Bericht : 22. Euroforum Datenschutzkongress : aus der RDV 4/2021, Seite 236
Am 19. und 20. Mai dieses Jahrs fand der 22. Euroforum Datenschutzkongress statt. Erstmals in ihrer Geschichte wurde die Veranstaltung dabei in digitaler Form durchgeführt.
Ein Themenschwerpunkt der Veranstaltung war der Drittlandtransfer personenbezogener Daten und die Konsequenzen aus der diesbezüglichen „Schrems II“-Entscheidung des Europäischen Gerichtshofs (EuGH). Den Auftakt zum Thema Drittlandtransfer bildete ein Impulsreferat von Max Schrems selbst. Mit seinen Klagen beim EuGH kippte der Datenschutzaktivist zunächst das Safe-Harbor-Abkommen und zuletzt auch dessen Nachfolger, das Privacy Shield Abkommen. Die letzterwähnte EuGH-Entscheidung hat weitreichende Konsequenzen für Drittlandtransfers, und dies nicht nur dann, wenn diese bislang aufgrund des Privacy Shield Abkommens erfolgten, sondern auch bei Einsatz der Standarddatenschutzklauseln der EU-Kommission (EU-Standardvertragsklauseln). Nach dem Urteil des EuGH reichen bei Datenübermittlungen in sog. Drittländer die Standardvertragsklauseln ohne zusätzliche Maßnahmen nicht mehr ohne Weiteres aus.
Dr. Anna Zeiter, Chief Privacy Officer eBay Inc., erklärte, dass man sich bei eBay in Europa eng an die Empfehlungen des Europäischen Datenschutzausschusses (EDSA) zum Thema „Schrems II“ halten, und betonte den immensen Aufwand, der mit der Umsetzung der Vorgaben einhergehe. Die geforderte Überprüfung, ob die übermittelten Daten im Drittland einem dem EWR im Wesentlichen gleichwertigen Schutzniveau unterliegen, sei insbesondere von kleineren Stellen gar nicht leistbar, so Zeiter.

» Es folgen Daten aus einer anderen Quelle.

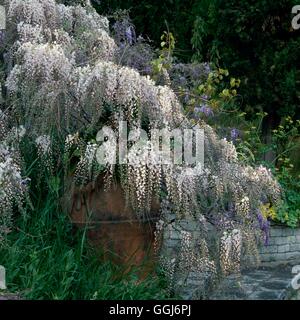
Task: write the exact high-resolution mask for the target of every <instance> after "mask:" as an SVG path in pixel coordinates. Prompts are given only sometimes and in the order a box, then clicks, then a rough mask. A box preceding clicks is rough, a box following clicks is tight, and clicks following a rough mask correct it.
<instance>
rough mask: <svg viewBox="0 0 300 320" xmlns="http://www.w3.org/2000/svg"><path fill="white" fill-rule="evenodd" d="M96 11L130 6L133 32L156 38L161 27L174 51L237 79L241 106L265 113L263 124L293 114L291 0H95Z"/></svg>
mask: <svg viewBox="0 0 300 320" xmlns="http://www.w3.org/2000/svg"><path fill="white" fill-rule="evenodd" d="M96 2H97V1H94V5H95V7H96V8H97V9H98V10H99V12H101V13H105V14H107V13H112V12H113V11H114V10H116V9H120V8H121V9H130V16H131V18H132V20H133V23H134V24H135V26H136V29H137V33H142V34H143V35H146V36H148V37H149V38H150V39H151V40H153V41H154V44H155V45H156V46H159V44H160V36H161V34H162V33H163V31H164V30H166V29H167V27H166V23H167V25H168V28H169V31H170V32H172V33H173V34H174V36H175V38H176V52H175V54H176V55H177V57H178V58H179V59H181V60H183V61H187V60H189V59H190V58H191V57H193V59H194V60H196V61H210V62H214V63H216V64H217V65H219V66H221V67H223V68H227V69H228V70H229V72H230V74H231V75H232V76H234V77H237V78H240V79H241V80H242V86H241V91H240V94H241V95H242V97H243V108H244V109H245V110H247V111H252V110H253V111H255V110H257V109H260V110H264V111H266V112H268V113H269V116H268V117H266V120H267V123H266V124H267V127H273V126H275V125H277V124H278V122H279V121H280V118H281V117H282V116H285V115H292V116H299V109H300V108H299V104H300V101H299V96H300V92H299V83H300V72H299V70H300V50H299V48H300V31H295V30H293V29H292V28H291V19H292V14H291V9H292V7H293V5H295V4H297V3H296V2H297V1H296V0H276V1H273V0H259V1H253V0H243V1H240V0H226V1H225V0H183V1H182V0H101V1H100V2H97V3H98V4H97V3H96Z"/></svg>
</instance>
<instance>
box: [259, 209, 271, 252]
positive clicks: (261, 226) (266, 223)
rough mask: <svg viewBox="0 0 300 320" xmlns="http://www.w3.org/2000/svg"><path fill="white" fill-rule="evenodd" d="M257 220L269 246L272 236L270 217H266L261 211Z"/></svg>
mask: <svg viewBox="0 0 300 320" xmlns="http://www.w3.org/2000/svg"><path fill="white" fill-rule="evenodd" d="M257 220H258V224H259V228H260V230H261V231H262V232H263V234H264V244H265V246H267V245H269V238H270V221H269V220H268V219H265V218H264V217H263V215H262V214H261V212H260V211H259V212H258V214H257Z"/></svg>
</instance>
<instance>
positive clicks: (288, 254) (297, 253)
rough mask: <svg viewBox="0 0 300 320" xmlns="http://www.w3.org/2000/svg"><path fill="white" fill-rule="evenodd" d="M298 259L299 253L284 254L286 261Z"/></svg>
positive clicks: (295, 259)
mask: <svg viewBox="0 0 300 320" xmlns="http://www.w3.org/2000/svg"><path fill="white" fill-rule="evenodd" d="M299 258H300V252H288V253H286V259H287V260H296V259H299Z"/></svg>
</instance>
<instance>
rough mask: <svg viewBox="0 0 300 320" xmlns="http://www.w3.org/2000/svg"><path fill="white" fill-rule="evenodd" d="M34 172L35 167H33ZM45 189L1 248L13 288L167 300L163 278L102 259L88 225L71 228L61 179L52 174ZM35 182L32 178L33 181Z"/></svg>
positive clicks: (65, 298) (48, 294) (5, 264)
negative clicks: (81, 226) (141, 275)
mask: <svg viewBox="0 0 300 320" xmlns="http://www.w3.org/2000/svg"><path fill="white" fill-rule="evenodd" d="M30 172H31V175H32V174H33V175H34V172H35V170H34V165H33V166H32V168H31V169H30ZM47 181H48V182H47V192H44V193H42V192H41V191H42V189H40V190H39V191H40V193H39V194H44V195H45V196H41V197H36V195H37V194H36V193H35V194H32V198H33V205H34V206H33V208H32V209H31V210H30V209H28V212H27V215H26V216H22V217H19V218H18V219H17V220H16V221H15V224H14V230H13V232H11V233H10V235H9V236H8V242H7V243H6V246H3V247H1V248H0V261H1V264H2V265H4V266H5V268H6V273H7V287H8V290H9V292H11V293H17V294H19V295H20V296H21V297H22V298H25V299H59V300H62V299H68V300H70V299H71V300H74V299H76V300H77V299H84V300H85V299H87V300H94V299H101V300H103V299H104V300H105V299H109V300H114V299H129V300H131V299H164V298H166V297H167V295H166V291H165V290H164V286H165V283H164V280H163V278H161V277H160V276H154V277H153V275H152V276H150V277H149V278H146V279H145V280H144V281H139V279H138V276H137V274H138V270H135V269H134V268H133V269H132V271H131V272H130V273H127V274H126V273H124V271H125V267H121V266H116V265H114V264H112V263H110V262H105V261H102V260H101V252H99V253H97V252H95V250H94V249H93V248H91V246H90V245H89V244H88V242H87V240H86V229H82V230H77V231H76V232H75V231H74V230H73V229H74V228H73V226H72V225H71V223H70V221H69V219H68V217H67V216H66V215H65V214H64V213H62V212H61V209H60V206H59V196H61V195H60V192H61V179H60V178H59V177H48V179H47ZM34 183H35V178H34V177H33V180H32V184H34Z"/></svg>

Dr. Axel Frhr. von dem Bussche, TaylorWessing, gab im Rahmen eines Forums Hinweise zur Umsetzung der „Schrems II“-Entscheidung in der Praxis und erläuterte insbesondere die einzelnen Verfahrensschritte der diesbezüglichen Empfehlungen des EDSA. Fraglich sei aus seiner Sicht, ob bei der Bewertung des Schutzniveaus im Zielland des Datentransfers (Schritt 3 der Empfehlungen des EDSA) das abstrakte oder das konkrete Risiko zugrunde zu legen sei. Während nach dem EDSA bei Bewertung des Datenschutzniveaus kein risikobasierter Ansatz gelten, vielmehr die abstrakte Gefahr im Zielland maßgeblich sein solle, verstehe er selbst die EuGH-Entscheidung so, dass eine „case to case“-Bewertung, also eine Beurteilung des konkreten Datentransfers vorzunehmen sei. Von dem Bussche empfahl Unternehmern dringend, mit der Umsetzung der „Schrems II“-Entscheidung umgehend zu beginnen und nicht zuzuwarten. Bei Erstellung des Umsetzungsplans sei zu berücksichtigen, dass es sich nicht um ein Projekt handele, dass kurzfristig abgeschlossen werden könne. Es handele sich um einen andauernden Prozess, der potenziell mehrere Jahre in Anspruch nehme.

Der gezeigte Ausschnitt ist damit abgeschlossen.